For the poached pears: Bring the wine, spices and sugar to a boil in a large pot. Simmer for about 10 minutes. Peel the pears, halve and core. Place in the poaching, reduce the heat, cover and simmer over low heat for about 5 minutes. Let cool in the liquid.


For the pastry dough: Combine the flour, ground almonds, cardamom, sugar and vanilla sugar, make a well in the center, add the beaten egg to the well and distribute the chopped butter around the edges. With your hands, rapidly mix until smooth, form into a ball, wrap in plastic wrap and chill for 30 minutes in the refrigerator.

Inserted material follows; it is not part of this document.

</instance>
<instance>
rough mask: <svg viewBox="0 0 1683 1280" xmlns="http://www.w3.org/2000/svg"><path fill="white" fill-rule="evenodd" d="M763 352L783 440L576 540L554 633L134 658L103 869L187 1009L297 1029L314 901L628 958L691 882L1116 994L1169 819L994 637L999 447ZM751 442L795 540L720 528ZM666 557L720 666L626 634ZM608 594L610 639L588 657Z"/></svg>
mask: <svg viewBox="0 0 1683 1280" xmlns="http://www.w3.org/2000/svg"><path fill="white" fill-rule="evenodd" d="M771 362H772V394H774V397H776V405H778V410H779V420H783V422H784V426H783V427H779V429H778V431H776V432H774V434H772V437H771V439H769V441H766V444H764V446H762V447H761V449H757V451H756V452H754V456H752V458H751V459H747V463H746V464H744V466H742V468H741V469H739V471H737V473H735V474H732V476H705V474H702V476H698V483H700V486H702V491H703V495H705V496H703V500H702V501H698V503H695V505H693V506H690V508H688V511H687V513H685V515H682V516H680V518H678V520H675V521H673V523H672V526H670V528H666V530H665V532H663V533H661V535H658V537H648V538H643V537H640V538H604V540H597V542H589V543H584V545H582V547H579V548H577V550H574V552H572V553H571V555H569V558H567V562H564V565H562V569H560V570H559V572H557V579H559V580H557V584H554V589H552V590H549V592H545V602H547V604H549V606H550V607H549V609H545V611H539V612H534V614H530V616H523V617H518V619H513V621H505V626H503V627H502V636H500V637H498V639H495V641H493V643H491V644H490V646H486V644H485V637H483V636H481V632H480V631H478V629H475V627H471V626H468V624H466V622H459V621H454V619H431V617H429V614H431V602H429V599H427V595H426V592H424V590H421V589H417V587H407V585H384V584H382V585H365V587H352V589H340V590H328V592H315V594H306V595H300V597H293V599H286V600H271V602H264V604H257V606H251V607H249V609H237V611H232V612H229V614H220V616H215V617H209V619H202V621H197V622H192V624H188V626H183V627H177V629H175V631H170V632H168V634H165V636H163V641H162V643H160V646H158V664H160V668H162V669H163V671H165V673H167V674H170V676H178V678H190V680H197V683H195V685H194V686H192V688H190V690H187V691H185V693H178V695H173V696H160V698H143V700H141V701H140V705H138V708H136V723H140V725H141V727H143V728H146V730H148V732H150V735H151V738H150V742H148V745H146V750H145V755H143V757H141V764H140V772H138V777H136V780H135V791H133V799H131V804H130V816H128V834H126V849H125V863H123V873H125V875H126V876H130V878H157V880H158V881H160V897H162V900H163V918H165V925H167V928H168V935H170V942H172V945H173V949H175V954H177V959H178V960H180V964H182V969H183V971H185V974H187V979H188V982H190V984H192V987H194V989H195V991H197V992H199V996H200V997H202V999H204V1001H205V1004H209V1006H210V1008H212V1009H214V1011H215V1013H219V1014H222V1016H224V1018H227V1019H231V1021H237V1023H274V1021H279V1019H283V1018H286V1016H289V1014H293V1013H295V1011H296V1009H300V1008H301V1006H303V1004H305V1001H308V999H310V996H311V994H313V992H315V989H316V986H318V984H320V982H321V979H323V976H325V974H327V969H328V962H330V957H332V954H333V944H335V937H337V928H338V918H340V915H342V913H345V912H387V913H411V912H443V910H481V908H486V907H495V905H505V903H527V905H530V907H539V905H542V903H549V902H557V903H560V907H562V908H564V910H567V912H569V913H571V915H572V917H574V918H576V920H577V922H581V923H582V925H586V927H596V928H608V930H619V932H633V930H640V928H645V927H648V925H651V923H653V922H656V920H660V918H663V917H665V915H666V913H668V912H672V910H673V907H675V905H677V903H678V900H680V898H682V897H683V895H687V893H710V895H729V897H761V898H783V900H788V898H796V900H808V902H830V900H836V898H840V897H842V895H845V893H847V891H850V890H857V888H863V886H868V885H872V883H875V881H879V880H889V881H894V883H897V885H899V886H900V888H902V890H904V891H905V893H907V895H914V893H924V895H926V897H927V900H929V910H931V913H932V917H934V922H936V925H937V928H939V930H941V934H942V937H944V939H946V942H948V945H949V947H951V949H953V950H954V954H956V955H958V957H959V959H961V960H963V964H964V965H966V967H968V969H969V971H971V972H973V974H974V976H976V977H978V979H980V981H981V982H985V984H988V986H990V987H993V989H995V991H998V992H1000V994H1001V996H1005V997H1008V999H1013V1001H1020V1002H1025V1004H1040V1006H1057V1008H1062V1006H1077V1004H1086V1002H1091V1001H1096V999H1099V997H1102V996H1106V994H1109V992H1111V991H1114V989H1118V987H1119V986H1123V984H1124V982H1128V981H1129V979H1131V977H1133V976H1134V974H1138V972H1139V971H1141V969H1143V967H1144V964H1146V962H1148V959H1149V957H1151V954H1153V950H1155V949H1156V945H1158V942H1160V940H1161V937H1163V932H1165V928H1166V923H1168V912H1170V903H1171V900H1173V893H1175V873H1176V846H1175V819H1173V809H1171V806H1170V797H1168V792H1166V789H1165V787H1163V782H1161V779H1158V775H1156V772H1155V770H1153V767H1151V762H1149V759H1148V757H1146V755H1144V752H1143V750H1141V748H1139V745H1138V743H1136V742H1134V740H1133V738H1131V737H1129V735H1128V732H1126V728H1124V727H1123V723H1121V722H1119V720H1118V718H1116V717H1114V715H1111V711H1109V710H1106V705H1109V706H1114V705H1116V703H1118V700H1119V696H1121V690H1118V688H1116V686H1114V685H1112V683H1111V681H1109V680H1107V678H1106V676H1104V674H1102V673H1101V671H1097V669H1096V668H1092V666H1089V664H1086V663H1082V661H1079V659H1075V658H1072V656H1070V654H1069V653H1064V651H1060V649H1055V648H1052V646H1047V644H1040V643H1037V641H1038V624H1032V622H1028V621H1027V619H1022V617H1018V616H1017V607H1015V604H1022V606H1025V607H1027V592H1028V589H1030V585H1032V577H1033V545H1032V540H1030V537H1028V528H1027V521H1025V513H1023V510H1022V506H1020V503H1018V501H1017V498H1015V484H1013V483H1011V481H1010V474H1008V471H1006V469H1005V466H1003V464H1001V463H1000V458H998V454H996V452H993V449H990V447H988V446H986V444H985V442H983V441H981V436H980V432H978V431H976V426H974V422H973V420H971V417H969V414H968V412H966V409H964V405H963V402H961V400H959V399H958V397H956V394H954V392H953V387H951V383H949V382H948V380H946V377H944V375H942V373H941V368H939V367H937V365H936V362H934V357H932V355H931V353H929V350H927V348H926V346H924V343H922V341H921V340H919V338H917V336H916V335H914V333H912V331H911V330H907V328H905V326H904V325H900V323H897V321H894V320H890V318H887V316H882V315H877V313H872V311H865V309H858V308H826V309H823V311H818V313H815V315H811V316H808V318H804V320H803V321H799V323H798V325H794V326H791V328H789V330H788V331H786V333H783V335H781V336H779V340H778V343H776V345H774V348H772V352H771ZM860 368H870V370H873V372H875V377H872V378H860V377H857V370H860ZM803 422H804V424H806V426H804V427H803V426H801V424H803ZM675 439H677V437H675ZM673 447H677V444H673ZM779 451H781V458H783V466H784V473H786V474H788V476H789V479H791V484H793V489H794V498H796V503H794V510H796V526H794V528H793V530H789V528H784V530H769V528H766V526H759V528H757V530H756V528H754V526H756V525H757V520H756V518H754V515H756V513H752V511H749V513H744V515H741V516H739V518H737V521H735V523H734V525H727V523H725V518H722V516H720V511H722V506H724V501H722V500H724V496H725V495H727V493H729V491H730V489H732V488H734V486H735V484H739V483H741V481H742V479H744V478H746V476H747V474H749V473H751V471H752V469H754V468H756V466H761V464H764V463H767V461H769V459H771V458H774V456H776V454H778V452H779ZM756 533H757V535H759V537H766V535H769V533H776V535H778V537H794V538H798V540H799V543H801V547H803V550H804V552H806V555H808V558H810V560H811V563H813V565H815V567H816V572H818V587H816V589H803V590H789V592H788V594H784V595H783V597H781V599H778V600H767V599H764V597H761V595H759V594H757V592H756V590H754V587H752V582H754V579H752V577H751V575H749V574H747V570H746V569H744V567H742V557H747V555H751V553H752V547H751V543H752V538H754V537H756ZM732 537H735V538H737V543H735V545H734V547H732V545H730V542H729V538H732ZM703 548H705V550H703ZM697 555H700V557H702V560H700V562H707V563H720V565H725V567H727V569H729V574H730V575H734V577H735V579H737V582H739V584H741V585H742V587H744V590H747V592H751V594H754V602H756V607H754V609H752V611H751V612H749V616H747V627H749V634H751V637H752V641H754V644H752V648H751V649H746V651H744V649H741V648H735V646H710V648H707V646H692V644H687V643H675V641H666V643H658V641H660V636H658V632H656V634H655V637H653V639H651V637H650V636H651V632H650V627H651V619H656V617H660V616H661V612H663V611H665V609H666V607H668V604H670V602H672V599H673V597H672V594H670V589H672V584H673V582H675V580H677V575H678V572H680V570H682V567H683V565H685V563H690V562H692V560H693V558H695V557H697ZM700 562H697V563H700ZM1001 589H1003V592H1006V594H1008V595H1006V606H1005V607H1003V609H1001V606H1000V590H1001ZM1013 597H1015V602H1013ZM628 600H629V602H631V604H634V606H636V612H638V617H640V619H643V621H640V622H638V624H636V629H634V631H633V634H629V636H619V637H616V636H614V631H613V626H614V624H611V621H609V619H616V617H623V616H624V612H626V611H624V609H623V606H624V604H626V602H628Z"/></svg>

Preheat the oven to 180°C (approximately 350°F). Grease the tartlet pans with butter. For the filling: Separate the eggs and beat the egg yolks until frothy with 1/2 of the sugar. Whip the egg whites with a pinch of salt until stiff, sprinkling in the remaining sugar. Continue beating until stiff and glossy then fold into the egg yolk mixture. Combine the flour and ground almonds and fold in. Drain the pears. 


Roll out the pastry dough on a lightly floured work surface thinly, cut out 8 discs (each around 10 cm diameter) (approximately 4 inches) and use to line the tartlet pans. Distribute the filling between the tartlet pans, add a pear half to the center of each tart and bake for 25-30 minutes.